Project Iron Boomerang is a proposal, originated in 2006, to build a multi-user rail corridor spanning northern Australia and to facilitate placement of five steel-making plants at each end, owned and operated by steel mill companies. A key element of its projected feasibility was the elimination of inefficient, unproductive and environmentally damaging empty return train-loads. The termini of the railway line were projected to be Newman, Western Australia and Abbot Point, Queensland, about 3000 km (1860 mi) apart.

The proponent is a private company, East West Line Parks Pty Ltd. As of 2015, Shane Condon was stated as being the founder and managing director.

An Australian Broadcastion Corporation report in 2011 stated that acquisition of land had begun.

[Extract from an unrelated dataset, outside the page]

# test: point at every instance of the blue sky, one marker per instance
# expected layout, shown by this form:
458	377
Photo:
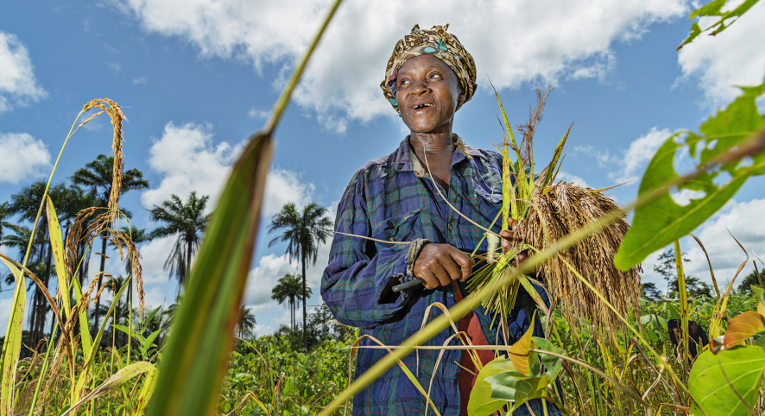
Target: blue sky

It also reported a Western Australian resources expert as saying the plan was extremely unlikely to succeed because Australia's "high wage, high dollar environment" made the cost of producing steel too high to develop a new project, and in the environment at that time it was hard to find a business case.

In 2019, the company reported to a mining and metallurgy conference that pre-feasibility and project design phases had been completed; the initial aim of the next stage was to obtain commitment of engagement from at least three global steel companies before completing an environmental impact statement and obtaining government approvals. The company's schedule anticipated that design and construction of the railway would be completed, and steel production would commence, in 2025.

In 2020, a news article outlined the project's potential economic feasibility and national benefits.

In February 2022, a plan for an optical fibre cable system along the route of the railway, to be laid when the project started, was reported. At the same time, the company's website stated that the three-year bankable approval stage would be reached by 2018 and the 31/2-year commissioning and construction stage would be complete by 2022. As of June 2022, however, no announcement had been made by the company to indicate that either event has occurred.

==Parliament inquiry==
On 5 September 2022, the Australian Senate passed a motion to establish an inquiry into the project. The motion was sponsored by One Nation Senator Malcolm Roberts. The project was referred to the Senate Standing Committees on Rural and Regional Affairs and Transport. A report was due on 11 May 2023, but the deadline was extended, and the report was tabled on 10 August 2023.